Percorrendo il basolato romano gli studenti sono arrivati alla domus, dove hanno condiviso momenti di festa con musica e tanti striscioni colorati sui quali hanno dipinto i loro sogni per il futuro dell’ambiente.

L’iniziativa aveva lo scopo di sensibilizzare i ragazzi delle scuole sulla salvaguardia del pianeta, promuovendo e valorizzando pratiche e stili di vita virtuosi, in un clima di leggerezza, conclusosi con la premiazione per lo striscione più originale.

La volontà comune all’associazione e alle scuole, in linea con la grande battaglia del nostro secolo, ovvero la salvaguardia dell’ambiente, è quella di continuare a valorizzare e promuovere iniziative di questo genere, consapevoli che il futuro di tutti passa dalle nuove generazioni.

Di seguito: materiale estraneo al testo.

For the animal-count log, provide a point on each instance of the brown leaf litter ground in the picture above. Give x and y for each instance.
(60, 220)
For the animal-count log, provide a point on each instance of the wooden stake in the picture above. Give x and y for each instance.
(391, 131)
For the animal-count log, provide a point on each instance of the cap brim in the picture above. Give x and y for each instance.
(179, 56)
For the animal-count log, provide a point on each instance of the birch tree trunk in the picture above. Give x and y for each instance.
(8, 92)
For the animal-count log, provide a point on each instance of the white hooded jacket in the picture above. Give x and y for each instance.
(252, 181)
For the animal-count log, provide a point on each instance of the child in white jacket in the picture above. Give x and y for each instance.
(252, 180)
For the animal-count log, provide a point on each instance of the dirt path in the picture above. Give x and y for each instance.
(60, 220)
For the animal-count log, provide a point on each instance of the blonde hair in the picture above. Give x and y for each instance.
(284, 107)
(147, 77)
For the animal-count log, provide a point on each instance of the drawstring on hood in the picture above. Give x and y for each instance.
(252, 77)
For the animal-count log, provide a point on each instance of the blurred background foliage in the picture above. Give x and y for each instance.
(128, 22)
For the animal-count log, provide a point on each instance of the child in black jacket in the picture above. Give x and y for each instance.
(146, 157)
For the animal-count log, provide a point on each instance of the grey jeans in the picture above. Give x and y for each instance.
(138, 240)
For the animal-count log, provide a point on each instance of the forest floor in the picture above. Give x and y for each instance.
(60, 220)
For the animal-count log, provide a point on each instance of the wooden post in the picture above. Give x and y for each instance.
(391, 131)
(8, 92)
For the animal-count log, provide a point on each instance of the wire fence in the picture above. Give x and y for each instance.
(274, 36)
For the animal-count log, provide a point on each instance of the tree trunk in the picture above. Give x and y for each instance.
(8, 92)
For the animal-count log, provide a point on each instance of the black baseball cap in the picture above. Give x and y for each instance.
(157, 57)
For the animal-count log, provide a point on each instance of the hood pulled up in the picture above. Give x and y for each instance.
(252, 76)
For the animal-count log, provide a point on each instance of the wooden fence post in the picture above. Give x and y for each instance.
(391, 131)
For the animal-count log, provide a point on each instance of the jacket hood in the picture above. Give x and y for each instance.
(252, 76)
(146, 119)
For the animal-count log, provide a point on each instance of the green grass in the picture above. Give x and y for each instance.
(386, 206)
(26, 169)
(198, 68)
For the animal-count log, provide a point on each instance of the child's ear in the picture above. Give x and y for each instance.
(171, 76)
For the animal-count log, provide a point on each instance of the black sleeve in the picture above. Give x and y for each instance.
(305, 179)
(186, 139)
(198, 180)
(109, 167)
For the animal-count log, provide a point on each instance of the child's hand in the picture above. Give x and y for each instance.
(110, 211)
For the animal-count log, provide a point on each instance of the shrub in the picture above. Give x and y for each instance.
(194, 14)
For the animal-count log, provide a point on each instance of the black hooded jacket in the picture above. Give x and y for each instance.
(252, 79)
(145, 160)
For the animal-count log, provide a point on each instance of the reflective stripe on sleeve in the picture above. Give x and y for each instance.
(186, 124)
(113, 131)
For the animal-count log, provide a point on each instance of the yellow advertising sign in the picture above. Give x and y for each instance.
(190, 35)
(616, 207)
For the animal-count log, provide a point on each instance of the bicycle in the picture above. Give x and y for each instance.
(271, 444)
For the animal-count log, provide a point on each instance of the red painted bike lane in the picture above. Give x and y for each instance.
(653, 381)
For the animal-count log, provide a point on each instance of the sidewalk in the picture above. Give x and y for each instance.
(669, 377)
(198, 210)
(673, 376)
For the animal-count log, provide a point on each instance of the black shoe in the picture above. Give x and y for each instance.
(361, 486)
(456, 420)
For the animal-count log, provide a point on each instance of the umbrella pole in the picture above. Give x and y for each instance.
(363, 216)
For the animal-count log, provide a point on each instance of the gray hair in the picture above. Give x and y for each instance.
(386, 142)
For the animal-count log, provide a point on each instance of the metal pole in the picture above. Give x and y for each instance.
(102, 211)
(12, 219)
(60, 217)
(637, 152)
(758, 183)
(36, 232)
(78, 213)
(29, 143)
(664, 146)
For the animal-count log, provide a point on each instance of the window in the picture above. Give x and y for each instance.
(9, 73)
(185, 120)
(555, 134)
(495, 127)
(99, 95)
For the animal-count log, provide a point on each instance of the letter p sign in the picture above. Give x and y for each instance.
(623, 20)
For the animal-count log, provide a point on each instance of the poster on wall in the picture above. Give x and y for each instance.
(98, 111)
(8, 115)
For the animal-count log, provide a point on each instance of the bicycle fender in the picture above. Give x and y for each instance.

Molteplici ringraziamenti sono giunti dai comuni delle scuole partecipanti verso tutti coloro i quali hanno permesso la realizzazione del progetto, tra cui Enel, mediatrice tra l’associazione Juppiter e le scuole.

Una grande partecipazione non solo tra giovani e giovanissimi, in quanto oltre al presidente di Juppiter, Salvatore Regoli, erano presenti all’evento Alessandro Fiordomi, presidente della Fondazione Vulci, il sindaco di Montalto di Castro Sergio Caci, il vice sindaco Luca Benni e la dirigente scolastica dell’IC Montalto di Castro, Laura Piroli.

M. L.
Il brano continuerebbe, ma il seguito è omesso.